Searching for a job in the classified ad section of a newspaper is becoming less of a necessity, as employers increasingly list job openings for free on Internet sites such as Craigslist.com and use form websites to conduct the application process entirely online. These methods are convenient for employers, but there are a number of disadvantages for job seekers.
Job seekers focusing on the Internet are prime targets for scammers. The application process makes it reasonable for prospective employers to ask for personal information such as phone numbers, addresses and Social Security numbers, and a scammer can pose as an employer in order to get access to this information. Alternately, some jobs themselves are scams, set up to take advantage of the employees. According to SpamLaws.com, data entry jobs are especially rife with this kind of scam, so exercise caution when applying for these kinds of positions.
Just about anyone with Internet access can apply to a job, and employers can receive volumes of résumés and cover letters. That can compromise the amount of time employers can spend reviewing them. According to the whatjobsite website, bad or unqualified applicants waste a lot of HR employees' time, meaning they're less likely to see and thoroughly read an application that is fully qualified.

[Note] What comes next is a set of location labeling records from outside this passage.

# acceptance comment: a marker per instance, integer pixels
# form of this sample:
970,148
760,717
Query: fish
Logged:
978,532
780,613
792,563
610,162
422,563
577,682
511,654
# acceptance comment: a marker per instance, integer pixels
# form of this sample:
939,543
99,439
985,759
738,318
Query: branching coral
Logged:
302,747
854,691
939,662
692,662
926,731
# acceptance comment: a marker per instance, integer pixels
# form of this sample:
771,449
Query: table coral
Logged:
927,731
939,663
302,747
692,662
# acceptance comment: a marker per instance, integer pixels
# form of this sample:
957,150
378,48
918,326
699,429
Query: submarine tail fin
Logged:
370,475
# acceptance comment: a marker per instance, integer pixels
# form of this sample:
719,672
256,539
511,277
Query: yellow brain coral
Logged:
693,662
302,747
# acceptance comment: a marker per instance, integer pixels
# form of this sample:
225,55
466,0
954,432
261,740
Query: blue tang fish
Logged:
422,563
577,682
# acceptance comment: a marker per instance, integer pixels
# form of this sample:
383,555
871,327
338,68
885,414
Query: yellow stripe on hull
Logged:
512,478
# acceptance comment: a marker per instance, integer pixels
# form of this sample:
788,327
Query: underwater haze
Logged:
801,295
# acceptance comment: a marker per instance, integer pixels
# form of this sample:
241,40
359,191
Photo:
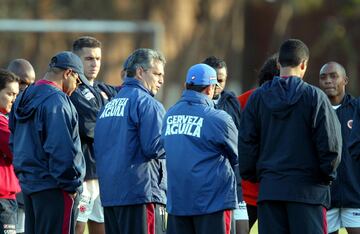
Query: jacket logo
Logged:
184,125
115,107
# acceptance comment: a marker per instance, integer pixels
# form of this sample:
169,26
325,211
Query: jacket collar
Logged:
132,81
196,97
347,100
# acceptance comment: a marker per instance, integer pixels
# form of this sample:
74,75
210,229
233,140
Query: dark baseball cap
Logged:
201,74
69,60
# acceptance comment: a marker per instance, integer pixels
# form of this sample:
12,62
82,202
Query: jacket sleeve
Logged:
354,140
231,142
327,137
151,115
62,145
4,139
249,142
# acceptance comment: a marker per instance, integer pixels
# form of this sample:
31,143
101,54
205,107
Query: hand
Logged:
73,195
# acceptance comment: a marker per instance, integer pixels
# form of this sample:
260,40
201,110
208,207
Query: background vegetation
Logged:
243,32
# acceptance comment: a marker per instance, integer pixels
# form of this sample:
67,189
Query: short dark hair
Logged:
197,88
7,77
292,52
85,41
214,62
269,69
144,58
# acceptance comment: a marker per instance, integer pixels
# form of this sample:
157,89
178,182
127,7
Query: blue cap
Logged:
69,60
201,74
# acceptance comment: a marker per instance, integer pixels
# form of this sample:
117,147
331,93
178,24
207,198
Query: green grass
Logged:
255,231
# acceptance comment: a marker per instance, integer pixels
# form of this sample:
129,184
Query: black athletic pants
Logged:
291,218
49,211
8,208
217,223
252,213
135,219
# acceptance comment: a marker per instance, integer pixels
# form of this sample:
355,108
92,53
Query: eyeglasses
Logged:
77,77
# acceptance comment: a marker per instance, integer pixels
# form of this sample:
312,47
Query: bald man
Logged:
345,190
23,69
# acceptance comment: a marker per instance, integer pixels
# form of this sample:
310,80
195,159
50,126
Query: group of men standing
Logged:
139,158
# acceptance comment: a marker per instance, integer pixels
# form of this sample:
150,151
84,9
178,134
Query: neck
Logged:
291,71
53,78
337,100
91,81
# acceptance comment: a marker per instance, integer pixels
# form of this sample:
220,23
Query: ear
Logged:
303,65
207,90
67,73
139,72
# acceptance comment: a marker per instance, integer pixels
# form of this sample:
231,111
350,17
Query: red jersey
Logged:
9,184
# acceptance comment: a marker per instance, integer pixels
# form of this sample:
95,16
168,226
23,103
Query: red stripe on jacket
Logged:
250,190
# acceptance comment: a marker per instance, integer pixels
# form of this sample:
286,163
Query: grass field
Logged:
252,231
255,231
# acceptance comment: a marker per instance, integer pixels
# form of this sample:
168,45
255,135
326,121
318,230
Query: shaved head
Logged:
340,69
332,80
23,69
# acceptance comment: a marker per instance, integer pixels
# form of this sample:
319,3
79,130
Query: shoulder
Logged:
218,117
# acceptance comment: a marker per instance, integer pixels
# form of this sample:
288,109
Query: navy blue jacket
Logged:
290,141
201,149
88,100
129,155
345,190
45,141
229,103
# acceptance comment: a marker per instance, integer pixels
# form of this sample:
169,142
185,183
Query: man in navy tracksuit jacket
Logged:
227,101
345,190
130,159
46,145
201,151
291,143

Tied in with the large number of applicants, jobs posted on the Internet often offer lower pay. Labor inflation may keep entry-level positions listed over the Internet lower-paid than if they had not been filled using the Internet.
The application process on the Internet is impersonal: Due to the large number of applicants, employers may be unable to respond personally to every inquiry. Even fully qualified job seekers may not hear back from the vast majority of jobs for which they draft personal cover letters in order to apply.